A 25-Year Collaboration with Stone
by Emily Jaeger, Features Editor
Sculptor T Barny’s fascination with the Möbius strip began long before his career in the arts: in a second grade science class. The Möbius strip, a shape with only one side and one continuous edge, eventually became a 50-year obsession and a symbol for continuity and connection in Barny’s sculptures: “This is my expression of non-duality; my statement of oneness….We are all connected: to each other, to the earth and to the universe around us.” Barny’s most recognizable sculptures are variations on a theme: gigantic Möbius strips carved into stone. That’s 174 different kinds of rock from 38 countries, to be precise. He’s also produced hundreds of steel, bronze, wood, and water sculptures throughout his prolific career.

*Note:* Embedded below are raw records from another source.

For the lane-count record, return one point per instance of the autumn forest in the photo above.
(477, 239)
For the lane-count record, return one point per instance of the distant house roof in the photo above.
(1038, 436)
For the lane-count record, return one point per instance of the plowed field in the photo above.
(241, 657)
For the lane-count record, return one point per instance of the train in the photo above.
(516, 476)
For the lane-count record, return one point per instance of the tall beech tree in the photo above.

Although Barny intends for his sculptures to seem mysterious and a bit impossible, on his website he is actually very transparent about his sculpting process. His website, T Barny Sculpture—part portfolio, part for-purchase gallery—boasts a plethora of videos featuring Barny at work, with step-by-step descriptions of Barny’s sculpting process, from choosing the stone to creating the glaze.

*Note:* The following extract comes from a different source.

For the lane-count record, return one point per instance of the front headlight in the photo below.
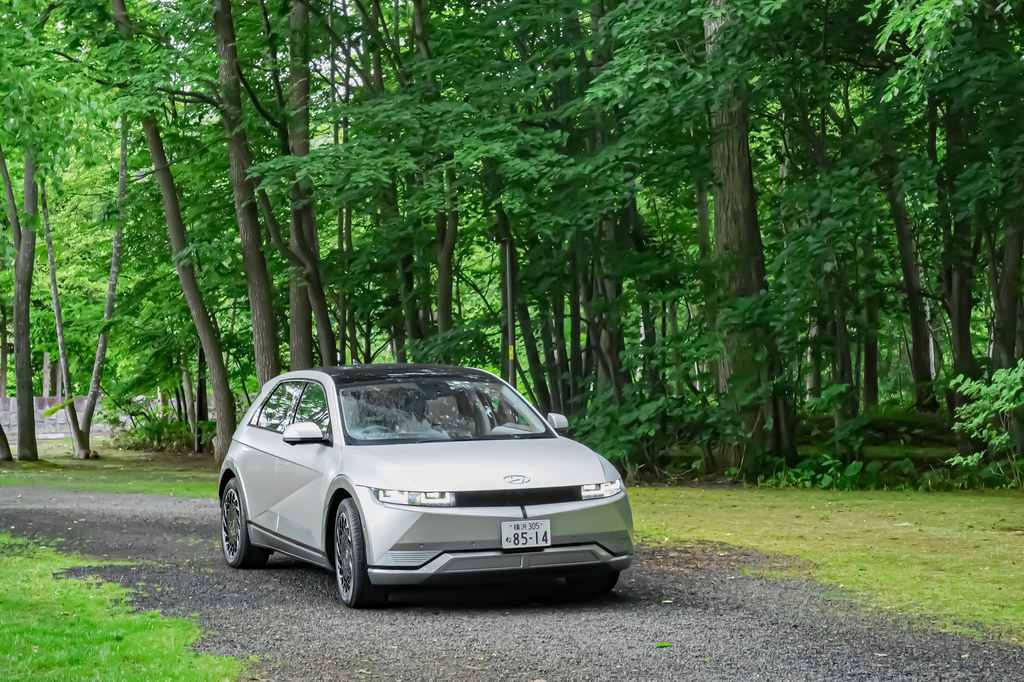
(416, 499)
(598, 491)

The best word to describe the allure of Barny’s sculptures from his website portfolio is perhaps elemental. Videos capturing a 360º view of each sculpture portray these works’ dazzling scale. Watching the acrobatic twists and turns in his stone sculpture is to marvel at Barny’s craft, his ability to carve gigantic, curvy, gravity-defying feats from a block of stone. The work is also elemental in the sense that Barny’s sculptures seem like a natural expression of the stone’s deeper self. He doesn’t force the stone to portray an image of his choosing; rather, he collaborates with the stone to reveal its true form.
Möbius strips are often portrayed as smooth-edged shapes in topological renderings. Indeed, in some of Barny’s most famous pieces, the rock is carved into a smooth, infinite loop. However, in the majority of his stonework, Barny prefers to preserve the harsh edges from the contour of the original stone to maintain the collaborative balance between artist and stone.
The clips on T Barny Sculpture also highlight the artist’s confidence. He’s able to assess a stone’s capabilities with a few ringing taps on the block. A fragile sculpture begins with swift strokes of the power-saw. He describes his own work as “A T Barny.” Yet, this confidence in his craft, established over the years, is always tempered by the sense of discovery, the unknown in each interaction with a new stone:
I have no preconceived design. Instead, I carve out the negative spaces. These are the areas of the stone which are not needed to hold the stone together. The negative spaces I remove define the shape of the piece piece just as much as the actual positive body. Every hole, every curve is a reminder of a negative space which I have taken away….My approach is to try to illuminate the spirit that exists within the stone itself between these negative and positive forms and to create a piece which relates with the surrounding environment.”